Can't say I have ever ran into that in a septic system. how would that end up Class 1 Div 1


----------



## Black Dog (Oct 16, 2011)

Woman on the job. said:


> I hope someone can help. I'm wiring a septic system for a winery (I've done one other ). I did it in 3/4" pvc. When the inspector came out, he said he'd have to assume it was a class 1 div. 1 system since an engineer hadn't put his stamp on it. The facility has floor drains. An engineer finally stamped it as class 1 div.2 - since dumping petrol down the drains wouldn't be part of normal operations. There are three risers. My question is do I have to go rigid with explosion proof box and seal off all the way to the control boxes? I've read that you need a seal off when you leave the classified area, but that would make it just outside each riser and seal offs can't be buried. Are there any other options? Can I keep any part of the pvc system? Thanks


It's going to need to be sealed off somehow.


----------



## glen1971 (Oct 10, 2012)

Woman on the job. said:


> I hope someone can help. I'm wiring a septic system for a winery (I've done one other ). I did it in 3/4" pvc. When the inspector came out, he said he'd have to assume it was a class 1 div. 1 system since an engineer hadn't put his stamp on it. The facility has floor drains. An engineer finally stamped it as class 1 div.2 - since dumping petrol down the drains wouldn't be part of normal operations. There are three risers. My question is do I have to go rigid with explosion proof box and seal off all the way to the control boxes? I've read that you need a seal off when you leave the classified area, but that would make it just outside each riser and seal offs can't be buried. Are there any other options? Can I keep any part of the pvc system? Thanks


I'm pretty sure you'll need seals when leaving the Div 2 area and into any panels requiring seals (relay panels, switches with non factory sealed contacts, etc.).. Seals cannot be buried.. Can you go to a GUA fitting with a pour cover instead of an EYS on your area change seal?
The wiring method (conduit type) will have to be approved for the area.. Up this way, PVC is not approved in Class 1 Div 2 areas and you would have to be in rigid, either aluminum or GRS...


----------



## 360max (Jun 10, 2011)

501.10(b)


----------



## Woman on the job. (Nov 4, 2015)

If an engineer has not stamped what the systems classification is - the inspector assumes it's class 1 div.1


----------



## backstay (Feb 3, 2011)

If you have an explosive environment in your septic system, something's wrong.


----------



## Woman on the job. (Nov 4, 2015)

Ha! Thanks for your code note. I'm reading it over and over. It's starting to make a little more sense.


----------



## Woman on the job. (Nov 4, 2015)

This is to "backstay". The classification is because of the floor drains in the building. Something flammable could be dumped.


----------



## backstay (Feb 3, 2011)

Woman on the job. said:


> This is to "backstay". The classification is because of the floor drains in the building. Something flammable could be dumped.

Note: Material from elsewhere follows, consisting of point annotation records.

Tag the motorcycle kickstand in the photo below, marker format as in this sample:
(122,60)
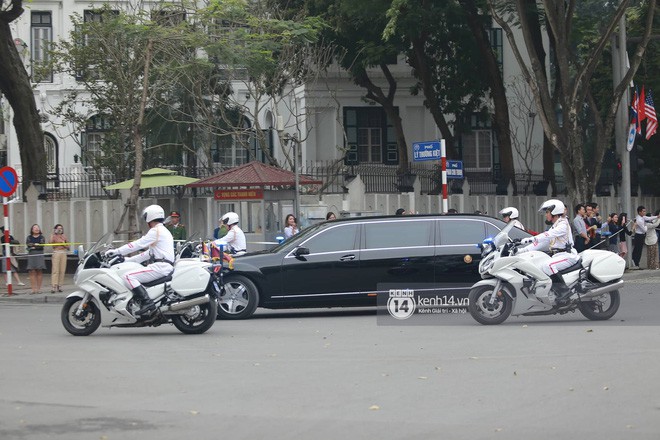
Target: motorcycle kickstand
(83,303)
(493,296)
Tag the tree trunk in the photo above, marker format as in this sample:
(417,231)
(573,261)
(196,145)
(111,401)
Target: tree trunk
(501,122)
(15,85)
(549,164)
(131,203)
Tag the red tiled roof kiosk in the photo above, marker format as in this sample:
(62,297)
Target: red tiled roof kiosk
(260,194)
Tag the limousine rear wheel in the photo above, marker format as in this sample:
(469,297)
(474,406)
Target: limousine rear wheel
(483,311)
(239,299)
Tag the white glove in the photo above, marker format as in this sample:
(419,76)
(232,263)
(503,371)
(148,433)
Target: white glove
(111,253)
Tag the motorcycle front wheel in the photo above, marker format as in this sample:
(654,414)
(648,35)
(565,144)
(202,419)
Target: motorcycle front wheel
(483,311)
(197,319)
(601,308)
(80,325)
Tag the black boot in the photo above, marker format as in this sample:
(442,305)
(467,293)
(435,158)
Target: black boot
(148,306)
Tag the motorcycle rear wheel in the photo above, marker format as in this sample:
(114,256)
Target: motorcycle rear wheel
(485,313)
(84,325)
(197,319)
(598,309)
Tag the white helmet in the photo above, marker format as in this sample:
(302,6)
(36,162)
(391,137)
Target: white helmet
(555,206)
(231,218)
(510,212)
(153,213)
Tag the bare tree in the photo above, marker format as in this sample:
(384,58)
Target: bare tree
(15,85)
(574,74)
(523,111)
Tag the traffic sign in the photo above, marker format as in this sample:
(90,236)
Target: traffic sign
(8,181)
(426,151)
(454,169)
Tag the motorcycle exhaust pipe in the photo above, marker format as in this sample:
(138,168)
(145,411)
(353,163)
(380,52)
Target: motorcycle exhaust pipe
(601,290)
(182,305)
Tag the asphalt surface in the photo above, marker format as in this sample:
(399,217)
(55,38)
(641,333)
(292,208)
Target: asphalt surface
(328,374)
(22,294)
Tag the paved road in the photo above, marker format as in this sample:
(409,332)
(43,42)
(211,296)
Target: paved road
(335,374)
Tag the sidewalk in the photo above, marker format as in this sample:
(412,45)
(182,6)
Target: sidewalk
(22,295)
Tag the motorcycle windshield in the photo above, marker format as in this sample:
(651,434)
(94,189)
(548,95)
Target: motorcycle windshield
(103,242)
(503,237)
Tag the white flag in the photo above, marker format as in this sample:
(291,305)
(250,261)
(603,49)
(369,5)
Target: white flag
(631,137)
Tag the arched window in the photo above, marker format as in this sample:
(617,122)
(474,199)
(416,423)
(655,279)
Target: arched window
(50,145)
(92,140)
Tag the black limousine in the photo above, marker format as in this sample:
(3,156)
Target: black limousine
(341,263)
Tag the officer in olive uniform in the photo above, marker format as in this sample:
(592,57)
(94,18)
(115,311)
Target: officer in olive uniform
(177,229)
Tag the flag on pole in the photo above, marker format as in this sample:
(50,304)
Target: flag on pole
(641,109)
(652,123)
(632,132)
(634,104)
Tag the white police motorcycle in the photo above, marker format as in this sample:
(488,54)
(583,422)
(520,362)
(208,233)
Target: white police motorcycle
(187,298)
(509,282)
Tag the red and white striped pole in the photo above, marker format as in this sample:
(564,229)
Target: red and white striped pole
(443,152)
(5,208)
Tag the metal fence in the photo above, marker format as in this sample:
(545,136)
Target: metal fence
(88,183)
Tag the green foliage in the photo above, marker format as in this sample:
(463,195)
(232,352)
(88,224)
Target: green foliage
(449,45)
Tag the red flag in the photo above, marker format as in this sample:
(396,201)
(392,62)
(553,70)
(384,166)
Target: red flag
(641,110)
(649,110)
(634,104)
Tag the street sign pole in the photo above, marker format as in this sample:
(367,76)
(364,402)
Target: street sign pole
(8,184)
(7,262)
(443,150)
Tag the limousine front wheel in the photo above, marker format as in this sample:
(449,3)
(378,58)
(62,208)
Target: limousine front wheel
(485,312)
(239,299)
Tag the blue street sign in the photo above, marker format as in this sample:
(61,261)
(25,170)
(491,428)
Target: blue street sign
(426,151)
(454,169)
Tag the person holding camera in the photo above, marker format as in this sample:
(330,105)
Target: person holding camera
(60,252)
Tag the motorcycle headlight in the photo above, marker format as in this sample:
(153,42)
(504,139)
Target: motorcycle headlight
(486,264)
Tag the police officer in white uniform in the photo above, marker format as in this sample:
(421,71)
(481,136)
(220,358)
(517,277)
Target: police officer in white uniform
(159,251)
(235,238)
(558,241)
(510,214)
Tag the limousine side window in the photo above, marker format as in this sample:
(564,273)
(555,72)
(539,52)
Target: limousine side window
(410,233)
(462,232)
(335,239)
(492,231)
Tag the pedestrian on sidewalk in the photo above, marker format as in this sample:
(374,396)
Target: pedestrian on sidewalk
(14,262)
(36,260)
(639,238)
(651,242)
(60,253)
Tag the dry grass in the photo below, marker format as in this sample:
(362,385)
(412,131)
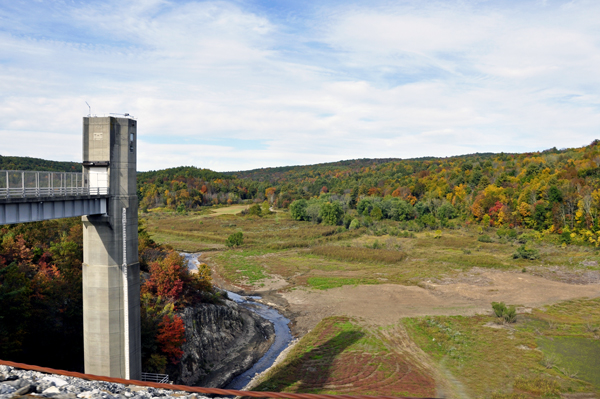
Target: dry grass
(357,254)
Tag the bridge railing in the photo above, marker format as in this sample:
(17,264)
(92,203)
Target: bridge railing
(22,184)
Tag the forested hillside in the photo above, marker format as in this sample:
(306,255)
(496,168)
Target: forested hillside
(554,191)
(41,309)
(26,163)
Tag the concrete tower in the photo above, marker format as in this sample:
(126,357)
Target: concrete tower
(111,272)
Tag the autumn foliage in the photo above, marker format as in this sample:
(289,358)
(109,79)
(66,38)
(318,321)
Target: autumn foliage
(171,333)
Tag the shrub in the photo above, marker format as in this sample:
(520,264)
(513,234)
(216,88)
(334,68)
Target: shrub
(565,237)
(499,308)
(524,252)
(235,240)
(508,314)
(376,213)
(254,210)
(484,238)
(298,209)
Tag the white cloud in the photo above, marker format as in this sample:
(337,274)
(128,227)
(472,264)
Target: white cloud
(394,81)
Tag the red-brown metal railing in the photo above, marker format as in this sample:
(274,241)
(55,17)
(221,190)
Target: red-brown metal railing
(209,391)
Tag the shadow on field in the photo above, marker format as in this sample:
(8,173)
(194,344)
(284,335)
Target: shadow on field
(311,371)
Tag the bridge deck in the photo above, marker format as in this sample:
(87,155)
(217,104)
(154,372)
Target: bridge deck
(29,196)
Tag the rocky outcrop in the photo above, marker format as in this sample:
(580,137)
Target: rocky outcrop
(222,341)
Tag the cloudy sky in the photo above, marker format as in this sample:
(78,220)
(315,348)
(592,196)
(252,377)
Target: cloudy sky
(235,85)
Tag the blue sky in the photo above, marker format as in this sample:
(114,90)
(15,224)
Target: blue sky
(234,85)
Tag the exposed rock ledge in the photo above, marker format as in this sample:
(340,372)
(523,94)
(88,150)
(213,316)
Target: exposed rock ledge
(222,341)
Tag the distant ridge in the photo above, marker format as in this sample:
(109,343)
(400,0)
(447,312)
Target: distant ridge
(27,163)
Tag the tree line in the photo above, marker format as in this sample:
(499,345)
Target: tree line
(41,308)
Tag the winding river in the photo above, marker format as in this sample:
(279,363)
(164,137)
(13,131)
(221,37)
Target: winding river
(283,335)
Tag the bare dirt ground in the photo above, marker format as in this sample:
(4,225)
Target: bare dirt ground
(473,293)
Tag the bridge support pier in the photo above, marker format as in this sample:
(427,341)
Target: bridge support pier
(111,275)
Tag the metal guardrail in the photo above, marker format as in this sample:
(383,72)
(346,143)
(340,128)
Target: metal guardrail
(158,378)
(22,184)
(210,391)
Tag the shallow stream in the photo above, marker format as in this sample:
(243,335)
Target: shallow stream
(283,335)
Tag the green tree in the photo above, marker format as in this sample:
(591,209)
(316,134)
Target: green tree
(331,213)
(376,213)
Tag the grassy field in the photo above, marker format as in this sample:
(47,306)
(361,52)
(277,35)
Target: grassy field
(341,356)
(544,353)
(310,255)
(549,351)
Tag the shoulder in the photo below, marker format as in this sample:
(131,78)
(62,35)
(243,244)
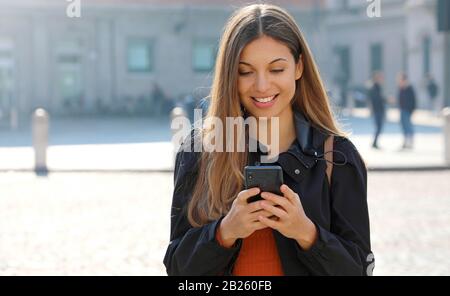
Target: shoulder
(346,153)
(186,158)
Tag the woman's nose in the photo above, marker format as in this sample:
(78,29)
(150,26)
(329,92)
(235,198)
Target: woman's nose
(262,84)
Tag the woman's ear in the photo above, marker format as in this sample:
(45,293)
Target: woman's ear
(299,68)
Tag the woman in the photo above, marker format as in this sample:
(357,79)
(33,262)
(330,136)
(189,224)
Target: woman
(264,68)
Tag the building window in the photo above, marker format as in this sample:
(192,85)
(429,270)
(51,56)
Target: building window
(343,5)
(376,57)
(426,55)
(204,55)
(140,55)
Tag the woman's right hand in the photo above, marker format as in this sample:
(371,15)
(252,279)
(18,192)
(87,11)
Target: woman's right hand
(242,219)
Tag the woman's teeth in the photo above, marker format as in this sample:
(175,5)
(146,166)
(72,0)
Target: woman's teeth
(264,100)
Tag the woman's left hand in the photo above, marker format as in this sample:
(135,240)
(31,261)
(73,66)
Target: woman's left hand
(292,221)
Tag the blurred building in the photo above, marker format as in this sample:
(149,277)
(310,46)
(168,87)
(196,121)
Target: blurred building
(112,58)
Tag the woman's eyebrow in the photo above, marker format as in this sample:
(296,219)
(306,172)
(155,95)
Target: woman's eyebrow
(276,60)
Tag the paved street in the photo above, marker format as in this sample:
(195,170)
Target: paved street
(143,144)
(118,223)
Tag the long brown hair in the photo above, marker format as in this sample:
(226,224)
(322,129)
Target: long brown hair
(220,176)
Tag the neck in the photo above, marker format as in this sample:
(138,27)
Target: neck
(285,134)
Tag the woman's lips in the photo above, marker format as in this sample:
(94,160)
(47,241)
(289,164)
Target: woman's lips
(264,104)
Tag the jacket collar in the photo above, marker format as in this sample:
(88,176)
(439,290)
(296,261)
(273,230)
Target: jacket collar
(308,146)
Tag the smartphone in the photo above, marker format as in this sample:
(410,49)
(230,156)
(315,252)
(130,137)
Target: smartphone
(267,178)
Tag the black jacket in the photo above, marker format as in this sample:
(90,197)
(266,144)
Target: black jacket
(340,213)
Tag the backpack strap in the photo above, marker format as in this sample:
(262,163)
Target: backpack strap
(328,151)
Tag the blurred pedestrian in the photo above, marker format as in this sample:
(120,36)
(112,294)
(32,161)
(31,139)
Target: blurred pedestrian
(407,104)
(433,90)
(378,104)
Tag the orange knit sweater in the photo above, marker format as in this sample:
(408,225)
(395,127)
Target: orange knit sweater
(258,255)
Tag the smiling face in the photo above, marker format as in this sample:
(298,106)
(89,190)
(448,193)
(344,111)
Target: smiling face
(267,76)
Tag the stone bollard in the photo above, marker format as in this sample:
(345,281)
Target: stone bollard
(177,113)
(14,119)
(446,114)
(40,127)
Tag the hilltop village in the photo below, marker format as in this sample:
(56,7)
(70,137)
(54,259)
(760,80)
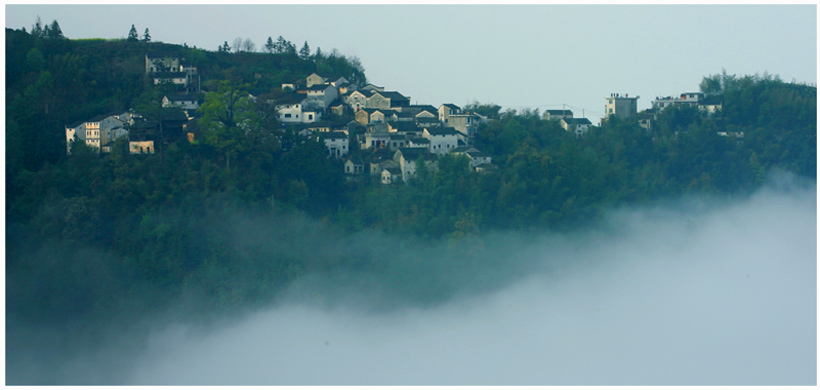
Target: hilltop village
(349,119)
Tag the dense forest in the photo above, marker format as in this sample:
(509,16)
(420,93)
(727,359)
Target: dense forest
(238,216)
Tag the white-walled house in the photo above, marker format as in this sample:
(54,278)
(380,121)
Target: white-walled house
(447,109)
(357,100)
(555,115)
(337,144)
(141,147)
(466,125)
(390,175)
(354,166)
(409,158)
(442,140)
(185,102)
(292,109)
(161,62)
(579,126)
(321,95)
(98,132)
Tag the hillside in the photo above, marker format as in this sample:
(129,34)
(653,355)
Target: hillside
(234,218)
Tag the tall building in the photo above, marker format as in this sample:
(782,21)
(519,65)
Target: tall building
(621,106)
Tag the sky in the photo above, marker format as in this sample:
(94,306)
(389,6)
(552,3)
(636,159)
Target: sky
(692,291)
(542,56)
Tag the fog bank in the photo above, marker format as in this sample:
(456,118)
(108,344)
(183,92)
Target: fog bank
(695,293)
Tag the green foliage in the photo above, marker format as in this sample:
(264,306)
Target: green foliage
(132,34)
(222,218)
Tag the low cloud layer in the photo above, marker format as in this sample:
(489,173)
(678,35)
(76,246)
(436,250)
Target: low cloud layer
(691,293)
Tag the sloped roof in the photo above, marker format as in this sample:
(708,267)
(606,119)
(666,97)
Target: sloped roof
(290,98)
(393,95)
(442,131)
(413,153)
(334,135)
(403,126)
(577,121)
(162,54)
(319,87)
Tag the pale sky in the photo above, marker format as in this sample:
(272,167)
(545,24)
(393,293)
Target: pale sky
(537,56)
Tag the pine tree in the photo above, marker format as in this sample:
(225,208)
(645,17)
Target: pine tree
(37,29)
(269,45)
(55,32)
(304,53)
(132,34)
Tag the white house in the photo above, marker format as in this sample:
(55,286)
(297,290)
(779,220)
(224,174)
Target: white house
(336,144)
(555,115)
(442,140)
(99,132)
(579,126)
(466,125)
(321,95)
(408,158)
(357,100)
(390,175)
(621,106)
(447,109)
(354,166)
(291,109)
(185,102)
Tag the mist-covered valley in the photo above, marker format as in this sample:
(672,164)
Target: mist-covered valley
(690,291)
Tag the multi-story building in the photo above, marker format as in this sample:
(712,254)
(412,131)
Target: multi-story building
(621,106)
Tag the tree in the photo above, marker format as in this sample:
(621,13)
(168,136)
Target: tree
(269,45)
(248,45)
(304,53)
(132,34)
(227,116)
(281,46)
(54,31)
(37,29)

Ok, that's a different story.


----------



## hardworkingstiff (Jan 22, 2007)

Woman on the job. said:


> This is to "backstay". The classification is because of the floor drains in the building. Something flammable could be dumped.


Are flammable liquids being used in the winery where these floor drains are located, or is the AHJ just saying someone might walk in carrying a flammable liquid and then dump it down the drain?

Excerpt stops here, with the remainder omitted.